Phase 6: Kubernetes Deployments

  • DRY Kustomize Architecture: Designed a platform-agnostic DevSecOps strategy using Kustomize overlays (base, bare-metal, eks) to eliminate YAML duplication across diverse deployment environments.
  • Storage Class Decoupling: Dynamically patched the database PersistentVolumeClaim (PVC) with the local-path Storage Class in the bare-metal overlay, and AWS EBS gp3 in the EKS overlay.
  • Decoupled Gateway API Routing: Future-proofed ingress by utilizing the Gateway API over traditional Ingress. Implemented the Nginx Gateway Fabric exclusively in the bare-metal overlay, dynamically resolving HTTP-01 challenges via cert-manager.
  • AWS Native Gateway Integration: In the EKS overlay, replaced the internal Nginx proxy with the AWS Load Balancer Controller, dynamically provisioning an external ALB via the Gateway manifest mapped to a custom Route 53 domain.

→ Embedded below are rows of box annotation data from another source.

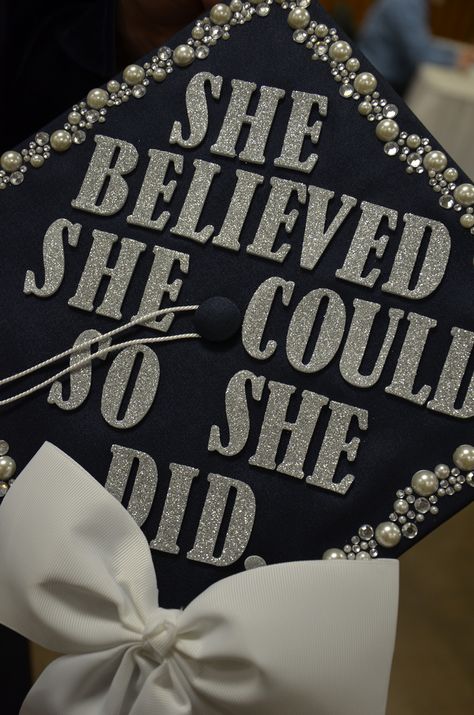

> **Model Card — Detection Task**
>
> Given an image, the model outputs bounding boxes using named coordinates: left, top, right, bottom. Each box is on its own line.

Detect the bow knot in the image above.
left=142, top=608, right=181, bottom=663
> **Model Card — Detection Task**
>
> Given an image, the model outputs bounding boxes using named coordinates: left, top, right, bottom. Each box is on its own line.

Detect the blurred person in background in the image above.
left=359, top=0, right=474, bottom=95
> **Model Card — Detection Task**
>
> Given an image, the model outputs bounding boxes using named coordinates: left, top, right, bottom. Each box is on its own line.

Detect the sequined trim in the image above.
left=0, top=0, right=474, bottom=241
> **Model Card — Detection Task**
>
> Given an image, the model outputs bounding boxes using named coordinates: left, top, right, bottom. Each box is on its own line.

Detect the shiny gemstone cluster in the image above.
left=323, top=444, right=474, bottom=560
left=281, top=3, right=474, bottom=235
left=0, top=0, right=273, bottom=190
left=0, top=0, right=474, bottom=235
left=0, top=439, right=16, bottom=499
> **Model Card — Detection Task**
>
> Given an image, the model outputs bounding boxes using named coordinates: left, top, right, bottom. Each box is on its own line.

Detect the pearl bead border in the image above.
left=322, top=445, right=474, bottom=561
left=0, top=439, right=16, bottom=502
left=0, top=0, right=474, bottom=235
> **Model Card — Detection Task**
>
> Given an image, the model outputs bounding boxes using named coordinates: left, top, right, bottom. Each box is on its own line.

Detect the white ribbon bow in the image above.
left=0, top=442, right=398, bottom=715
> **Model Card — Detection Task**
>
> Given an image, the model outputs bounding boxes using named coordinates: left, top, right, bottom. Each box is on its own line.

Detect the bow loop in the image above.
left=142, top=608, right=181, bottom=663
left=0, top=442, right=398, bottom=715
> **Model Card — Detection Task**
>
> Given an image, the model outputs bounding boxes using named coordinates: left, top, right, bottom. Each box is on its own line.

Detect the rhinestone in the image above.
left=384, top=142, right=400, bottom=156
left=439, top=194, right=455, bottom=209
left=339, top=84, right=354, bottom=99
left=359, top=524, right=374, bottom=541
left=196, top=45, right=209, bottom=60
left=402, top=524, right=418, bottom=539
left=10, top=171, right=25, bottom=186
left=293, top=30, right=308, bottom=45
left=415, top=497, right=430, bottom=514
left=35, top=132, right=49, bottom=146
left=72, top=129, right=87, bottom=144
left=85, top=109, right=100, bottom=124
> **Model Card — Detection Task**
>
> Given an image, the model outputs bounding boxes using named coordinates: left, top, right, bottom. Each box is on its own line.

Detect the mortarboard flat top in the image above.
left=0, top=0, right=474, bottom=607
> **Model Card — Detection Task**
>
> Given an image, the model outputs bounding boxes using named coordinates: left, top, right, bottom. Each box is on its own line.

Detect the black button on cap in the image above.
left=194, top=296, right=242, bottom=343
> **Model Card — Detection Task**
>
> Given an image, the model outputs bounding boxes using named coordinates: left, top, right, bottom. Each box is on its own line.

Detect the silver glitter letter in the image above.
left=68, top=230, right=146, bottom=320
left=427, top=328, right=474, bottom=420
left=71, top=134, right=138, bottom=216
left=242, top=277, right=295, bottom=360
left=127, top=149, right=184, bottom=231
left=170, top=159, right=221, bottom=243
left=249, top=381, right=329, bottom=479
left=301, top=186, right=357, bottom=271
left=306, top=402, right=369, bottom=494
left=101, top=345, right=160, bottom=429
left=247, top=177, right=306, bottom=263
left=385, top=313, right=438, bottom=405
left=274, top=90, right=328, bottom=174
left=339, top=298, right=405, bottom=387
left=336, top=201, right=398, bottom=288
left=211, top=79, right=285, bottom=164
left=382, top=214, right=451, bottom=300
left=170, top=72, right=222, bottom=149
left=150, top=464, right=199, bottom=554
left=48, top=330, right=112, bottom=411
left=212, top=169, right=264, bottom=251
left=286, top=288, right=346, bottom=373
left=132, top=246, right=189, bottom=333
left=104, top=444, right=158, bottom=526
left=207, top=370, right=265, bottom=457
left=23, top=218, right=82, bottom=298
left=188, top=474, right=256, bottom=566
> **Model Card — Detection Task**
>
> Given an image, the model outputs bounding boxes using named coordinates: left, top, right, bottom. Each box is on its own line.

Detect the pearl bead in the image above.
left=359, top=102, right=372, bottom=117
left=50, top=129, right=72, bottom=152
left=0, top=151, right=22, bottom=171
left=407, top=134, right=421, bottom=149
left=375, top=521, right=402, bottom=549
left=0, top=455, right=16, bottom=480
left=210, top=2, right=232, bottom=25
left=453, top=444, right=474, bottom=472
left=329, top=40, right=352, bottom=62
left=123, top=65, right=145, bottom=87
left=323, top=549, right=347, bottom=561
left=423, top=151, right=448, bottom=172
left=288, top=7, right=311, bottom=30
left=460, top=214, right=474, bottom=228
left=411, top=469, right=439, bottom=497
left=173, top=45, right=194, bottom=67
left=444, top=166, right=459, bottom=181
left=454, top=184, right=474, bottom=206
left=87, top=89, right=109, bottom=109
left=375, top=119, right=400, bottom=142
left=346, top=57, right=360, bottom=72
left=354, top=72, right=377, bottom=94
left=30, top=154, right=44, bottom=169
left=153, top=67, right=166, bottom=82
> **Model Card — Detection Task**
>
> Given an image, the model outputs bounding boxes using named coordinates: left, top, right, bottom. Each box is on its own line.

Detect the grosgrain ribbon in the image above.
left=0, top=442, right=398, bottom=715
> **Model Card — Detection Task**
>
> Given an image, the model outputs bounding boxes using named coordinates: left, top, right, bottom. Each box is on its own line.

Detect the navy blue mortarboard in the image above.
left=0, top=0, right=474, bottom=620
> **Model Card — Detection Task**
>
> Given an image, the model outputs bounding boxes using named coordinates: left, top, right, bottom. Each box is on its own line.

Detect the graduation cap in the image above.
left=0, top=0, right=474, bottom=714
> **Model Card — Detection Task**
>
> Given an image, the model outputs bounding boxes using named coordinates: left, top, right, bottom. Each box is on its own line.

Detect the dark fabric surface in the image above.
left=0, top=5, right=472, bottom=620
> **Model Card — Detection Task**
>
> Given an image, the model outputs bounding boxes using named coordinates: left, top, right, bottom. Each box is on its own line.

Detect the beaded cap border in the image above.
left=0, top=0, right=474, bottom=235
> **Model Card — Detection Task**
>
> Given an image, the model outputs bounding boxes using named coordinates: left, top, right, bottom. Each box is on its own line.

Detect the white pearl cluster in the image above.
left=323, top=444, right=474, bottom=560
left=282, top=3, right=474, bottom=235
left=0, top=439, right=16, bottom=499
left=0, top=0, right=274, bottom=190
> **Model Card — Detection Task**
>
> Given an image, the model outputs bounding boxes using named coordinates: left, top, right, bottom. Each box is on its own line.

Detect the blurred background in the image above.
left=0, top=0, right=474, bottom=715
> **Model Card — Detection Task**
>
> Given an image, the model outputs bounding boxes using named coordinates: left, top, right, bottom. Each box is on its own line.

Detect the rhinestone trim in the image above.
left=0, top=0, right=474, bottom=242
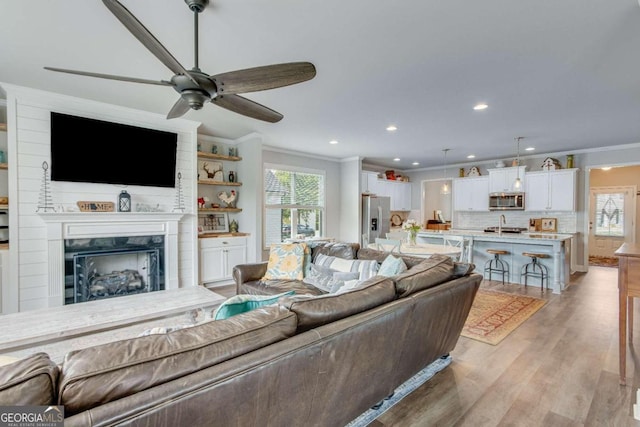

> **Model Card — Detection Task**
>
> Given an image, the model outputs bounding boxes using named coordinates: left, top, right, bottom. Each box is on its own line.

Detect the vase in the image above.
left=407, top=230, right=418, bottom=246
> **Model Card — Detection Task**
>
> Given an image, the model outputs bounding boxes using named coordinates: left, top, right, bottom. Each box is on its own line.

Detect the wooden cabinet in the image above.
left=489, top=166, right=526, bottom=193
left=452, top=176, right=489, bottom=212
left=525, top=169, right=578, bottom=211
left=199, top=237, right=247, bottom=285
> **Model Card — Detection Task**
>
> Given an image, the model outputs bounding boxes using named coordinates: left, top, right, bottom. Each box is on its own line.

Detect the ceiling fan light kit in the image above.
left=44, top=0, right=316, bottom=123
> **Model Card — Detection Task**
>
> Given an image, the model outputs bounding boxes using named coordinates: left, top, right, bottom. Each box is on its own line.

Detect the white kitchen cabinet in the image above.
left=199, top=237, right=247, bottom=284
left=361, top=172, right=411, bottom=211
left=452, top=176, right=489, bottom=212
left=389, top=181, right=411, bottom=211
left=489, top=166, right=526, bottom=193
left=525, top=169, right=578, bottom=211
left=361, top=172, right=379, bottom=194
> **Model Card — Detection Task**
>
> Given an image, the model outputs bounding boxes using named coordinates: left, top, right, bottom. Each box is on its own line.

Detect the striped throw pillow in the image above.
left=314, top=254, right=379, bottom=280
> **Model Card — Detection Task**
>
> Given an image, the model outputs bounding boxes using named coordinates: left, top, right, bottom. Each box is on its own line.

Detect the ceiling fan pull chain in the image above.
left=193, top=10, right=200, bottom=70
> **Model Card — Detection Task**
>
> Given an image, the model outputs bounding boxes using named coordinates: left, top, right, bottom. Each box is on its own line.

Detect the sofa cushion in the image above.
left=213, top=291, right=296, bottom=320
left=394, top=255, right=453, bottom=297
left=358, top=248, right=425, bottom=268
left=378, top=254, right=407, bottom=277
left=58, top=306, right=297, bottom=415
left=262, top=243, right=307, bottom=280
left=0, top=353, right=59, bottom=406
left=311, top=242, right=360, bottom=262
left=303, top=264, right=360, bottom=292
left=313, top=254, right=379, bottom=280
left=278, top=276, right=396, bottom=332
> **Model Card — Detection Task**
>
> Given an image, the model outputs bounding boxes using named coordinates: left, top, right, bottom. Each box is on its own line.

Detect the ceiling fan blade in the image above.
left=211, top=95, right=283, bottom=123
left=102, top=0, right=200, bottom=87
left=44, top=67, right=173, bottom=86
left=211, top=62, right=316, bottom=94
left=167, top=97, right=191, bottom=119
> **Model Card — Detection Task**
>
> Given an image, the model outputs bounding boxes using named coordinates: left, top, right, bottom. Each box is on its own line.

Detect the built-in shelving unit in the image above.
left=198, top=151, right=242, bottom=162
left=198, top=208, right=242, bottom=213
left=198, top=179, right=242, bottom=187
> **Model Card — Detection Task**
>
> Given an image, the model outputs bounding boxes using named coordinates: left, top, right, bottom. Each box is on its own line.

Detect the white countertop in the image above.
left=418, top=229, right=574, bottom=243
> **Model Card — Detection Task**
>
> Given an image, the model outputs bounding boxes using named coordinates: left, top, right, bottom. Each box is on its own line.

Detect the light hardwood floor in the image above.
left=371, top=267, right=640, bottom=427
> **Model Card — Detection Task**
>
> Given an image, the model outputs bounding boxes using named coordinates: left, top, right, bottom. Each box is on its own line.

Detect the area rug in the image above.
left=589, top=255, right=618, bottom=268
left=346, top=356, right=451, bottom=427
left=461, top=289, right=546, bottom=345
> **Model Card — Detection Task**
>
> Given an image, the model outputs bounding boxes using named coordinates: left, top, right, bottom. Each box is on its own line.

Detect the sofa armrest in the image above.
left=233, top=261, right=268, bottom=294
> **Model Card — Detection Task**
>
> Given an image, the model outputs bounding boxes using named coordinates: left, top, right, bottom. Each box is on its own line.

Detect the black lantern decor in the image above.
left=118, top=190, right=131, bottom=212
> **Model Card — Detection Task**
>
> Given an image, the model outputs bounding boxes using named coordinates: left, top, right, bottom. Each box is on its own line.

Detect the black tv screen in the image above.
left=51, top=112, right=178, bottom=187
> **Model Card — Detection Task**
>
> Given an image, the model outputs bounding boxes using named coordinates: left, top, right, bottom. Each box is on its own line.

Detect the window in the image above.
left=594, top=193, right=624, bottom=237
left=264, top=166, right=325, bottom=247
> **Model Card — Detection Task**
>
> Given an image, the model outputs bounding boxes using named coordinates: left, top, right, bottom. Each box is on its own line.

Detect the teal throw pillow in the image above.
left=378, top=255, right=407, bottom=277
left=213, top=291, right=296, bottom=320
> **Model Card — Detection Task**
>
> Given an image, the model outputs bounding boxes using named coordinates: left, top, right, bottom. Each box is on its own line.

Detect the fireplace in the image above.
left=39, top=212, right=184, bottom=307
left=65, top=235, right=165, bottom=304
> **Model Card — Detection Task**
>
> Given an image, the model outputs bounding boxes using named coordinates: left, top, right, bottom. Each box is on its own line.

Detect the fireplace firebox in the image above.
left=64, top=235, right=165, bottom=304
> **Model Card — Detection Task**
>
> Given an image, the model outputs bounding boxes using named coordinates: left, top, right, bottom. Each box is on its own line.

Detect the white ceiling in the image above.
left=0, top=0, right=640, bottom=170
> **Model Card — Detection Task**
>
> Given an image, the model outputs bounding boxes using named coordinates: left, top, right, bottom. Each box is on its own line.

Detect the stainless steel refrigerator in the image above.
left=360, top=194, right=391, bottom=246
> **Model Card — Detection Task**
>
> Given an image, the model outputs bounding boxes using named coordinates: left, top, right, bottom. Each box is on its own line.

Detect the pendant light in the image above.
left=440, top=148, right=451, bottom=194
left=513, top=136, right=524, bottom=191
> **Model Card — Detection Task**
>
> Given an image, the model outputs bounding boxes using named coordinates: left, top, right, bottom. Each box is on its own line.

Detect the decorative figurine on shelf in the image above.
left=564, top=154, right=573, bottom=169
left=467, top=166, right=481, bottom=176
left=218, top=190, right=238, bottom=208
left=198, top=197, right=209, bottom=209
left=118, top=190, right=131, bottom=212
left=202, top=162, right=224, bottom=181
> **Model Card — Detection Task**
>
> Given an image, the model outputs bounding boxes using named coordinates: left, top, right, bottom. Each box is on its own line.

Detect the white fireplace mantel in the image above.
left=38, top=212, right=184, bottom=307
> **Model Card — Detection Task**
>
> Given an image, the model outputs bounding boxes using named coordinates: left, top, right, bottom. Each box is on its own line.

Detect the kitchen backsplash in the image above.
left=453, top=211, right=577, bottom=233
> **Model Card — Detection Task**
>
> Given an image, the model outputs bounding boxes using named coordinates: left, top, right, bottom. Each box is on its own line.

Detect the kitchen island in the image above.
left=418, top=229, right=574, bottom=294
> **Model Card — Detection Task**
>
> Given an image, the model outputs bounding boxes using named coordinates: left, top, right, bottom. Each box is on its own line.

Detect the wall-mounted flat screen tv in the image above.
left=51, top=112, right=178, bottom=187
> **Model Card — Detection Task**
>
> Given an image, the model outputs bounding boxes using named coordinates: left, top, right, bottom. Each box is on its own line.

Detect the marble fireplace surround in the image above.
left=38, top=212, right=184, bottom=307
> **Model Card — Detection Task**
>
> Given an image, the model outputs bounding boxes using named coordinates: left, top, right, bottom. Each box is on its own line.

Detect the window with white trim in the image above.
left=264, top=165, right=325, bottom=248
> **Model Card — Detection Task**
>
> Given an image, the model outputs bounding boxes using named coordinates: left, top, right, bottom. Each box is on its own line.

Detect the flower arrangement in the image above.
left=402, top=219, right=420, bottom=233
left=402, top=219, right=420, bottom=245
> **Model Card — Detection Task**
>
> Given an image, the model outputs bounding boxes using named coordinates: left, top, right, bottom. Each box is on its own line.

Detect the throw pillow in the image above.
left=213, top=291, right=296, bottom=320
left=329, top=271, right=361, bottom=294
left=378, top=255, right=407, bottom=277
left=262, top=243, right=307, bottom=280
left=314, top=254, right=379, bottom=280
left=302, top=264, right=337, bottom=292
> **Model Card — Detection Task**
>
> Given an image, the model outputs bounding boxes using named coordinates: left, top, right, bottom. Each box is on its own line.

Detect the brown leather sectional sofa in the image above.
left=0, top=245, right=482, bottom=427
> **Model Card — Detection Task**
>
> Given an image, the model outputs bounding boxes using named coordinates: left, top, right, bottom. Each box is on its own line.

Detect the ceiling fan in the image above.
left=44, top=0, right=316, bottom=123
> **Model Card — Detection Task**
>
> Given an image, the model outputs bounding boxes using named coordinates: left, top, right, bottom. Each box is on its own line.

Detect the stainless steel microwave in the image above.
left=489, top=192, right=524, bottom=211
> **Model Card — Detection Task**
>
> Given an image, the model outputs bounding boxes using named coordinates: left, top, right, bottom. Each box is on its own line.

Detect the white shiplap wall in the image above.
left=0, top=83, right=199, bottom=313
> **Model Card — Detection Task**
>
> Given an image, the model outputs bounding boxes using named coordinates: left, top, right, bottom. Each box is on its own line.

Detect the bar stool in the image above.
left=484, top=249, right=509, bottom=285
left=520, top=252, right=549, bottom=292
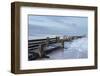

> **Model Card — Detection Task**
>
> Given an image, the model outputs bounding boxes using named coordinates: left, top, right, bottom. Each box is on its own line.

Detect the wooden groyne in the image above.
left=28, top=36, right=83, bottom=60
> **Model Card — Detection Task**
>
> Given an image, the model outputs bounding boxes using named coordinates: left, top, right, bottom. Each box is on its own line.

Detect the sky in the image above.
left=28, top=15, right=88, bottom=36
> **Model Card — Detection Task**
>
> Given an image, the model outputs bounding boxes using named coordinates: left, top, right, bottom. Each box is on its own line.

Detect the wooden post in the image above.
left=61, top=39, right=64, bottom=48
left=56, top=37, right=60, bottom=43
left=39, top=44, right=44, bottom=57
left=46, top=37, right=50, bottom=46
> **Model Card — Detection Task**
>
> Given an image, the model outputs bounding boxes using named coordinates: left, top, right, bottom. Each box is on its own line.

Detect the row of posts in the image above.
left=39, top=37, right=64, bottom=57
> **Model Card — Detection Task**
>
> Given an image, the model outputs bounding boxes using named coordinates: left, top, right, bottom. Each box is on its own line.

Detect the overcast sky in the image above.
left=28, top=15, right=88, bottom=36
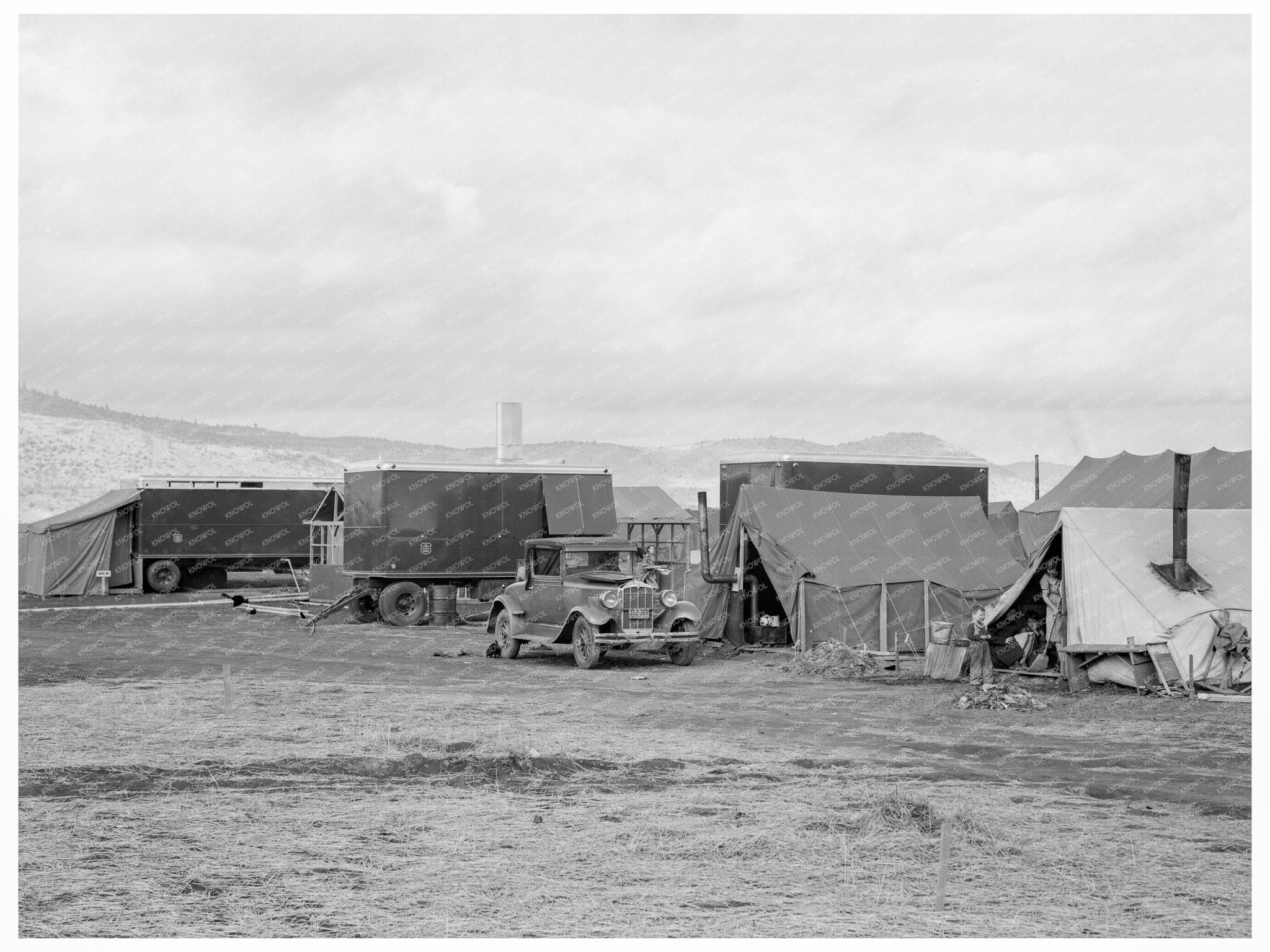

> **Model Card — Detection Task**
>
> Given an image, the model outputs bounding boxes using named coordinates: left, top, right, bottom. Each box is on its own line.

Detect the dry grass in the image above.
left=19, top=765, right=1248, bottom=935
left=19, top=680, right=1251, bottom=936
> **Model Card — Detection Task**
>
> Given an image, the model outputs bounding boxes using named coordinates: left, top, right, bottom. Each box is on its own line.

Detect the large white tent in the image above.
left=988, top=508, right=1252, bottom=687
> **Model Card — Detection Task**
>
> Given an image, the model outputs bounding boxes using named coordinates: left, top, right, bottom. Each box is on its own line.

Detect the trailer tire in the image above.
left=146, top=559, right=180, bottom=595
left=665, top=621, right=701, bottom=668
left=348, top=594, right=380, bottom=625
left=380, top=581, right=428, bottom=628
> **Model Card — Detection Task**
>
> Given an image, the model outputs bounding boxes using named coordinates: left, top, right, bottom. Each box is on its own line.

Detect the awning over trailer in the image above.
left=613, top=486, right=692, bottom=523
left=542, top=473, right=617, bottom=536
left=1018, top=447, right=1252, bottom=554
left=989, top=508, right=1252, bottom=687
left=18, top=489, right=141, bottom=595
left=688, top=485, right=1024, bottom=649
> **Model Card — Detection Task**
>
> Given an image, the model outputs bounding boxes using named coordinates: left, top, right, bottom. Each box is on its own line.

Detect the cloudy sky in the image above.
left=19, top=17, right=1251, bottom=462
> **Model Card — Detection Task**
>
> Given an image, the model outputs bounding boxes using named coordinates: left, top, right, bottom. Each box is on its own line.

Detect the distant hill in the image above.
left=18, top=388, right=1070, bottom=522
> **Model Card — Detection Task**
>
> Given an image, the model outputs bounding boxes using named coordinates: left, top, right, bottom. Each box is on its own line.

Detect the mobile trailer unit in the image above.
left=719, top=451, right=988, bottom=527
left=133, top=476, right=338, bottom=592
left=342, top=461, right=617, bottom=625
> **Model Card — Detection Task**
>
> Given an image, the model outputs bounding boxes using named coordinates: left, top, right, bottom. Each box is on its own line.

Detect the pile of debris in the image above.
left=956, top=684, right=1048, bottom=711
left=779, top=641, right=881, bottom=680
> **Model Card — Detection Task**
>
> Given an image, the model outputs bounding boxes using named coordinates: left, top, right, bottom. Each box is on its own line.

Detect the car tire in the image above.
left=146, top=559, right=180, bottom=595
left=573, top=618, right=600, bottom=670
left=494, top=608, right=525, bottom=661
left=348, top=595, right=380, bottom=625
left=380, top=581, right=428, bottom=628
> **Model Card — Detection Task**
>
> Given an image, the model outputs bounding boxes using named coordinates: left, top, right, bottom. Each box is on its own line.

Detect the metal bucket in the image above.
left=428, top=585, right=458, bottom=625
left=931, top=622, right=952, bottom=645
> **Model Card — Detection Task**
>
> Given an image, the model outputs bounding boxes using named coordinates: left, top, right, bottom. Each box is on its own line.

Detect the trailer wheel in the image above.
left=348, top=595, right=380, bottom=625
left=380, top=581, right=428, bottom=628
left=665, top=622, right=701, bottom=668
left=573, top=618, right=600, bottom=670
left=494, top=608, right=525, bottom=661
left=146, top=559, right=180, bottom=594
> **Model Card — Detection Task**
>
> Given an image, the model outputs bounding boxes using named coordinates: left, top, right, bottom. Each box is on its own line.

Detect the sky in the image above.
left=19, top=17, right=1251, bottom=462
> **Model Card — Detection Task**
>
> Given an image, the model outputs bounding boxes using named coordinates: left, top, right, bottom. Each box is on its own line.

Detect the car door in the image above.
left=525, top=547, right=564, bottom=638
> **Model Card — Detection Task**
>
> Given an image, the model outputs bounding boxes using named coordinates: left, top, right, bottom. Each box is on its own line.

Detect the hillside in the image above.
left=18, top=388, right=1069, bottom=522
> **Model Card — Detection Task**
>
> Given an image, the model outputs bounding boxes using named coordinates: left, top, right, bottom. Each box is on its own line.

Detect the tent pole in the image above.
left=922, top=579, right=931, bottom=650
left=877, top=581, right=887, bottom=651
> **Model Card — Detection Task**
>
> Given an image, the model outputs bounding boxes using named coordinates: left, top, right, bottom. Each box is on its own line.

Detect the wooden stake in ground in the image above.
left=935, top=820, right=952, bottom=913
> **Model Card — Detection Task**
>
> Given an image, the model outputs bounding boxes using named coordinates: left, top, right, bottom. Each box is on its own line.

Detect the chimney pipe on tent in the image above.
left=494, top=401, right=525, bottom=463
left=1173, top=453, right=1190, bottom=585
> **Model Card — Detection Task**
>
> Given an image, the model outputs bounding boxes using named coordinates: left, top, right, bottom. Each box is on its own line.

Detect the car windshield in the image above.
left=564, top=548, right=635, bottom=575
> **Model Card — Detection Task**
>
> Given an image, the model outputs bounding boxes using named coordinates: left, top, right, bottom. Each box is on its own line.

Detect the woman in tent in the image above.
left=1040, top=557, right=1065, bottom=645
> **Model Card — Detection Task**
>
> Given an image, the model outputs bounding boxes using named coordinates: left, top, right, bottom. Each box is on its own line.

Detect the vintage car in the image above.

  • TLS Edge Termination & Reusability: Injected an ACM ARN directly into the Gateway LoadBalancerConfiguration via Kustomize patches, reusing the Route 53 hosted zone and ACM certificates originally provisioned in Phase 4.
  • Production State Decoupling: Replaced the in-cluster MySQL StatefulSet in the EKS overlay by patching the bankapp-config ConfigMap to route the application's connection pool directly to an Amazon RDS instance.
  • Elastic Scale Boundaries: Exclusively deployed a Horizontal Pod Autoscaler (HPA) in the EKS overlay, relying on the EKS Metrics Server to elastically scale the deployment from 2 to 5 replicas while keeping the bare-metal environment lightweight.